The object returned is typically called response, and has the following properties:
* `response.text`: The HTML (if any) that is returned.
* `response.json`: The JSON returned (if any). This is typically used by APIs
* `response.status_code`: a code that tells you if your request was successful, or the type of error that occured. A 200 means "success" (and 2XX is generally successful). A 404 means "not found". There are a lot of status errors to help you debug what went wrong.

In [None]:
import requests

response = requests.get('https://www.britannica.com/place/United-States/Presidents-of-the-United-States')

print(response.status_code)

In [None]:
#Let's look at the page
display(HTML(response.text))

In [None]:
soup = BeautifulSoup(response.text, 'html5lib')
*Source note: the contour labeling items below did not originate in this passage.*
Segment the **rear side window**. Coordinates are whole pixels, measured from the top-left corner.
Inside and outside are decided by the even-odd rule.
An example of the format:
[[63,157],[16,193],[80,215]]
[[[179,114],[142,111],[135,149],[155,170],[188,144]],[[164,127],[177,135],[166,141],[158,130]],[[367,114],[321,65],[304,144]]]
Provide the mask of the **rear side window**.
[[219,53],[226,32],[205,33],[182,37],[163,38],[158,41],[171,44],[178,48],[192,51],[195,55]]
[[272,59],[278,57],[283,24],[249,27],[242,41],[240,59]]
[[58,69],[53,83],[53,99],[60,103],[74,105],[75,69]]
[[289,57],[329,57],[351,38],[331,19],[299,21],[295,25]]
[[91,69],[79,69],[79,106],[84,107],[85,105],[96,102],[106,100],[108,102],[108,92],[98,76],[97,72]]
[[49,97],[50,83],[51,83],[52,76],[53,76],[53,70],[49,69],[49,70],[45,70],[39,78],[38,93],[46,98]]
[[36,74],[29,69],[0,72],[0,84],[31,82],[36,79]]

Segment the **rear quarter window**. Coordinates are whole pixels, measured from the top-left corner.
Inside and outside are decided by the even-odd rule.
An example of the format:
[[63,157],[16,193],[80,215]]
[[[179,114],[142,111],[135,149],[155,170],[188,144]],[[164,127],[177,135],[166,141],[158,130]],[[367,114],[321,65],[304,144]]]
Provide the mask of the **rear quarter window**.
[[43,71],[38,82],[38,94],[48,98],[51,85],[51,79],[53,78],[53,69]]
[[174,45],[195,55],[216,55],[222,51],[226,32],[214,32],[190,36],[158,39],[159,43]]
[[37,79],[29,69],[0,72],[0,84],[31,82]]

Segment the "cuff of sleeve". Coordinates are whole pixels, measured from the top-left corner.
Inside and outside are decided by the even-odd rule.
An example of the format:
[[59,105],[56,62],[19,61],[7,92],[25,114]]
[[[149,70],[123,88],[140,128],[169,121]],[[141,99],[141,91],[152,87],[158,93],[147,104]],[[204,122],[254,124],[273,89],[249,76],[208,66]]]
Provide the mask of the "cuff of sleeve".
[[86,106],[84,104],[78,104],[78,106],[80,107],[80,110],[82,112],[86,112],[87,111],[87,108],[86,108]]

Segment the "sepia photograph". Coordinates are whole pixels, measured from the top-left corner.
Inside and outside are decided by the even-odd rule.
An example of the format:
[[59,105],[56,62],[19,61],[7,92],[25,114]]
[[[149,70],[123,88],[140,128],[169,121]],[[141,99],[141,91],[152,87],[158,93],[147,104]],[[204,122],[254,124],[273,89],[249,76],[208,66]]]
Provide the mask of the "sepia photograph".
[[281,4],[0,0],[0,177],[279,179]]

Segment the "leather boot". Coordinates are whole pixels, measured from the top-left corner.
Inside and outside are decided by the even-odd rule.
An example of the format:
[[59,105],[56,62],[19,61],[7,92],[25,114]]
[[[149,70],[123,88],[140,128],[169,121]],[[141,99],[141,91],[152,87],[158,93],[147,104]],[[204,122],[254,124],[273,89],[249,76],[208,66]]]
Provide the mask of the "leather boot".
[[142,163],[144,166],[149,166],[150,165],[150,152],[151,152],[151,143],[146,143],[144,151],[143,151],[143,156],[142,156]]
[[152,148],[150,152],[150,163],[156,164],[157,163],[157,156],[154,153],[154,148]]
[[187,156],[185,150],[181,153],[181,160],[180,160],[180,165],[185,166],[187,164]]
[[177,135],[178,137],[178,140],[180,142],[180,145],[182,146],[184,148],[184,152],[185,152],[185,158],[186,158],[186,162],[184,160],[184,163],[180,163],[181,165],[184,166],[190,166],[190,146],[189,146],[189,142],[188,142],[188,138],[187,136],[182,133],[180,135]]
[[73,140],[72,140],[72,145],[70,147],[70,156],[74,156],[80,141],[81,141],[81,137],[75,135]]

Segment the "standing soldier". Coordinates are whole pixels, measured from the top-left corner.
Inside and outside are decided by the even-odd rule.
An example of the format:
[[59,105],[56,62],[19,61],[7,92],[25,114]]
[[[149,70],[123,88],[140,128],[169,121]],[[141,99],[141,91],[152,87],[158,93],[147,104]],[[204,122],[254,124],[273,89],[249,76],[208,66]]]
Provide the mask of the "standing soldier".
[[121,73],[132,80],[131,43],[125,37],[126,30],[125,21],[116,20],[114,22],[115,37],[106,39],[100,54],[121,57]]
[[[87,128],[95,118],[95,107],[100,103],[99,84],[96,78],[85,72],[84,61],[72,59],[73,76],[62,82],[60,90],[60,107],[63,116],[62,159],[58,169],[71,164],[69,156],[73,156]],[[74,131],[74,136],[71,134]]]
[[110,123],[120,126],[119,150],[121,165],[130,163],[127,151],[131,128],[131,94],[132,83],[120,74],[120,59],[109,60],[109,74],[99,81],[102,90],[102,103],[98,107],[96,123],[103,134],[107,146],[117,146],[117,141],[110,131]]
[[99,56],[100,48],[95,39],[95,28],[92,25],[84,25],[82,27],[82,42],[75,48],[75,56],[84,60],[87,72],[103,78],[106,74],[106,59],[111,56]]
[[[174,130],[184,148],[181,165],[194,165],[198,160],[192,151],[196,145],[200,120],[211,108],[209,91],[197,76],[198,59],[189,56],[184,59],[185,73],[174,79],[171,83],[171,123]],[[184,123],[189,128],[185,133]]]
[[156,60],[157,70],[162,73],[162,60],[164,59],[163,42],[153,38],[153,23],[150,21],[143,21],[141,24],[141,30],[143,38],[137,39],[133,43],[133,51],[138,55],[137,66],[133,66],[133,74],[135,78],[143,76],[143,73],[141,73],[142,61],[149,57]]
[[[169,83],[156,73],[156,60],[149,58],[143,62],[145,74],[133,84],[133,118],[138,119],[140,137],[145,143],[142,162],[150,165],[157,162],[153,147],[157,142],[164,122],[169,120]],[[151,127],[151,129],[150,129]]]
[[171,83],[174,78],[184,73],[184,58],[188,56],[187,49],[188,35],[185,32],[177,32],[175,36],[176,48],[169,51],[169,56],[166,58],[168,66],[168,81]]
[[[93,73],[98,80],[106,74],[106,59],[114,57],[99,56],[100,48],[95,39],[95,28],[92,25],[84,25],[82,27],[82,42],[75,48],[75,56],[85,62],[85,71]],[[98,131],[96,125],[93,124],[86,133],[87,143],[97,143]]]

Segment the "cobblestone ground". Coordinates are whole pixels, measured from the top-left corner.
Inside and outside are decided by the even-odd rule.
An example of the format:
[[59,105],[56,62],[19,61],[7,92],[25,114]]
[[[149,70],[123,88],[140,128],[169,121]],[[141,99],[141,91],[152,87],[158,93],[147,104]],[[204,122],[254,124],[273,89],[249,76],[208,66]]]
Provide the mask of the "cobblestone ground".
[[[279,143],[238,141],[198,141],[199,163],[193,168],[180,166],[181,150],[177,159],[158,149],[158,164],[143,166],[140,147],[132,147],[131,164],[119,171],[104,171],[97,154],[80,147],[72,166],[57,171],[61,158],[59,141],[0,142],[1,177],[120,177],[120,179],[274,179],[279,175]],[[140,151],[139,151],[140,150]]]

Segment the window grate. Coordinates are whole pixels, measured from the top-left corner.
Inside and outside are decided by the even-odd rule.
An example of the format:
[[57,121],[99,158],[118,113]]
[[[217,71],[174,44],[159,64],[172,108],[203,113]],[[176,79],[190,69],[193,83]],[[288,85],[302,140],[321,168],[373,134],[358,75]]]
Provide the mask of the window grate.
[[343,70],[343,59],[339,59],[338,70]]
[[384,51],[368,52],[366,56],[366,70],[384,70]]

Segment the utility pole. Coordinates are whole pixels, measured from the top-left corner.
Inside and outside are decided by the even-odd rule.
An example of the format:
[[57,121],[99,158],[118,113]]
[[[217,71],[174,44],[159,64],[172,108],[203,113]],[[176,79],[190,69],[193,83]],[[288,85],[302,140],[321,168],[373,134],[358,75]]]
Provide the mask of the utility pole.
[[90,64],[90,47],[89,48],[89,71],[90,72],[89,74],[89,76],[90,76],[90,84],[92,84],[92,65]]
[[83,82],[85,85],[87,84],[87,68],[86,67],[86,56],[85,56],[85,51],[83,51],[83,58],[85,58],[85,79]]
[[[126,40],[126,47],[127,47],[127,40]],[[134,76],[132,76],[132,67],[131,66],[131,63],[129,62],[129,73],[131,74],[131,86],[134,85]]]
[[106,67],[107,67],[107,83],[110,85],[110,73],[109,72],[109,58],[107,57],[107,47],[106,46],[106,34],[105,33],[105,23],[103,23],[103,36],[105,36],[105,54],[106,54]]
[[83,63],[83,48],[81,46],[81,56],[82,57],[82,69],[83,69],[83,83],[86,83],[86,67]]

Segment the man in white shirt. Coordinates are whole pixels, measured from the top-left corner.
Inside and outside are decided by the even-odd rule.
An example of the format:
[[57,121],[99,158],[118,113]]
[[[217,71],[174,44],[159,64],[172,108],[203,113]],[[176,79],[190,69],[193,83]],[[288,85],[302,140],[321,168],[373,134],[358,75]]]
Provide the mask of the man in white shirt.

table = soup.find('table')

president_info = []
for president_row in table.find_all('tr')[3:]:
    # ignore column 0 with the picture
    desired_info = [e.text for e in president_row.find_all('td')][1:]
    president_info.append(desired_info)
president_info

In [None]:
import pandas as pd
pd.DataFrame(president_info, columns=['Name', 'Birthplace', 'Party', 'Term'])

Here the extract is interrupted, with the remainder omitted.